Smart v. . R. R.

This is an action to recover damages for the alleged failure of the defendant to furnish two cars for the shipment of cattle from Otto, North Carolina, to Atlanta, Georgia, within the time called for in the *Page 705 written order which the plaintiff gave the defendant for the cars. Plaintiff alleged that by the failure to furnish the cars on the 20th he was compelled to incur extra expenses and was damaged in the sum of $210. The defendant denied the allegations of the complaint, and by way of affirmative relief averred that the cars requested by the plaintiff of the defendant were to be used in an interstate shipment, and that therefore the plaintiff could not maintain this action, for that Congress had entered the field covered by the State statute and the common law, upon which the plaintiff's alleged cause of action is based, by the act to regulate commerce, of 4 February, 1887, and the amendments thereto of 29 June, 1906, and 18 June, 1910, and averred that said act as amended has superseded all State legislation and common-law remedies as to damages for delay in furnishing cars to be used in interstate shipments. The jury returned a verdict for the sum of $112 in favor (651) of the plaintiff, and from a judgment rendered in favor of the plaintiff, the defendant appealed.

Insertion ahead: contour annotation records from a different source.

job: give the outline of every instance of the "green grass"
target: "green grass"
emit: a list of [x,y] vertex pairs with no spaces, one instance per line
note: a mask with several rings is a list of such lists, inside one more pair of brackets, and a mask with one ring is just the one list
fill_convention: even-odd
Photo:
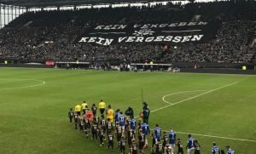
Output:
[[[25,68],[0,68],[0,153],[119,153],[100,148],[75,130],[68,123],[69,108],[84,100],[90,106],[103,99],[114,109],[132,106],[138,113],[142,88],[154,111],[168,106],[164,95],[212,90],[234,82],[239,83],[152,112],[150,128],[157,123],[164,130],[172,127],[177,132],[256,140],[254,76]],[[176,103],[207,91],[166,100]],[[187,134],[177,137],[185,145]],[[237,154],[256,153],[255,141],[194,137],[203,154],[211,153],[213,141],[221,149],[230,145]]]

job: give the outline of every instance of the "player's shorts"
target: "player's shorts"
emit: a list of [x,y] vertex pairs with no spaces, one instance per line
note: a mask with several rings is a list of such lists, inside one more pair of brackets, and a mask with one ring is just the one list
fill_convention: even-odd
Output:
[[175,144],[170,144],[170,146],[174,149],[175,148]]
[[[109,117],[108,117],[109,118]],[[109,118],[110,119],[110,122],[113,123],[113,118]]]
[[188,154],[194,154],[195,153],[195,148],[190,148],[190,149],[188,149]]
[[183,148],[178,148],[177,152],[183,153]]
[[120,146],[120,151],[125,151],[125,146],[121,145],[121,146]]
[[139,142],[139,150],[143,150],[143,147],[144,147],[144,145],[145,145],[145,143],[143,142],[143,143],[142,143],[142,142]]
[[100,109],[101,114],[103,114],[105,111],[105,109]]
[[117,140],[119,141],[121,140],[121,138],[122,138],[122,134],[117,134],[117,135],[116,135]]
[[125,126],[120,126],[121,127],[121,128],[122,128],[122,132],[124,132],[125,129]]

The question of law involved is, Whether, this being admittedly an interstate shipment, the State court had jurisdiction to hear and determine the plaintiff's claim for damages for failure to furnish stock cars at the time ordered, or whether the plaintiff should have applied for relief to the Interstate Commerce Commission. The question involved in this appeal has been decided against the defendant in two recent decisions of the Supreme Court of the United States, Penn, R. R. Co. v. Sonman Shaft Coal Co., decided 4 December, 1916, and Penn. R. R. Co. v. Stineman Coal Mining Co., decided 18 December, 1916.

In both cases the action was brought in the State courts to recover damages for failure to furnish cars to be used in interstate commerce, and the jurisdiction of the State courts was sustained and judgment recovered, although the same defense was relied on as in this action; and upon these authorities the judgment is affirmed.